Ne Rusya’nın ne de Ukrayna’nın barış yapmak için siyasi iradeye sahip olmadığı apaçık ortada. İki tarafın masaya getirdiği ateşkes şartları arasında uçurum var. Rusya, üç yıl savaştıktan sonra tarih boyunca kendi toprağı olarak gördüğü Ukrayna’yı dize getirmeden ateşkesi kabul etmeye yanaşmıyor. Putin, savaştan istediğini alamadan çıkacak olursa, karizmayı fena halde çizdirmiş olacak. Ukrayna’ya gelince, çözüm için zerre kadar siyasi iradesi olsa, ertesi gün masaya oturacağı bir ülkeye ağır zayiat veren saldırılarda bulunmazdı.

Rusya-Ukrayna savaşı sadece iki devlet arasında değil

Öte yandan, bu savaş yalnızca Rusya ile Ukrayna arasında bir savaş olmaktan çıktı; küresel güçlerin de dâhil olduğu bir mücadele hâline geldi. Trump, seçim kampanyası sırasında 24 saatte Rusya-Ukrayna savaşını bitireceğini vaat etmişti. Koltuğa oturalı bugün itibarıyla tam tamına 3480 saat olmuş. Önce bu işi, Ukrayna’yı bulaştırmadan Rusya ile çözmeye yeltendi. Zelensky’i Beyaz Saray’a davet ederek, medyanın gözü önünde fırçaladı. Sonra ateşkesi kabul etmeyen Putin’i ilave yaptırımlar uygulamakla tehdit etti. Sizin anlayacağınız, Trump’ın kafası çok karışık, ne yapacağını bilemiyor.

Başını İngiltere’nin çektiği Batı, ekonomik yaptırımlarla 2–3 sene sonra Rusya’nın iyice zayıflayacağına inanıyor. Deneyimli gazeteci Deniz Kilislioğlu, geçen hafta “Rusya saldırısında olağan şüpheliler” başlıklı köşe yazısında, Birleşik Krallık’ın Rusya-Ukrayna savaşının uzamasını istediğinin bir sır olmadığından söz etmiş. Pek haksız da sayılmaz hani. 2022 yılında İstanbul’da varılan mutabakatın hayata geçirilmesinin, daha sonra o zamanki Birleşik Krallık Başbakanı Boris Johnson tarafından engellendiği de bir sır değil.
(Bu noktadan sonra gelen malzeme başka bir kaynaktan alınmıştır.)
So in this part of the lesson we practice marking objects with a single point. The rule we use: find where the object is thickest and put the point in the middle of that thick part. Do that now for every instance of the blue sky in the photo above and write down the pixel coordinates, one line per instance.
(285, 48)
İngiltere’nin son yüzyılda dâhil olduğu savaşlar

Bu İngilizler âlem bir millet. Hem son derece zarif ve kibarlardır, “gentleman” deyince akla ilk İngilizler gelir; hem de hin oğlu hindirler, savaşı da çok severler. Geçtiğimiz yüzyıl içerisinde, “En fazla savaşa giren ülke hangisidir?” diye soracak olursanız; ne ABD, ne Rusya… Tereddütsüz “İngiltere” derim. İngiltere bu süre zarfında iki Dünya Savaşı’nın yanı sıra Kore Savaşı’na, Falkland Savaşı’na, Afganistan Savaşı’na, Körfez Savaşı’na ve Irak Savaşı’na katıldı. Bunlar, İngiltere’nin bizzat asker göndererek katıldığı savaşlardır. Bir de Suriye’deki gibi sütre gerisinden müdahil olduğu savaşlar var.

Zelensky, 1 Haziran’daki “drone” saldırılarını herhangi bir yardım almadan, kendilerinin 18 aylık bir çalışma sonunda gerçekleştirdikleri iddiasında bulunmuş. Bu tür karmaşık operasyonları tek başına, İsrail’den başka bir devletin gerçekleştirebileceğine ihtimal vermiyorum.

Rahmetli İsmet Paşa’nın, karşısındaki kişilerin söylemlerini ciddiye almayıp ironik bir şekilde reddettiği hallerde sıkça kullandığı bir söz vardır:

“Güldürmeyin beni.”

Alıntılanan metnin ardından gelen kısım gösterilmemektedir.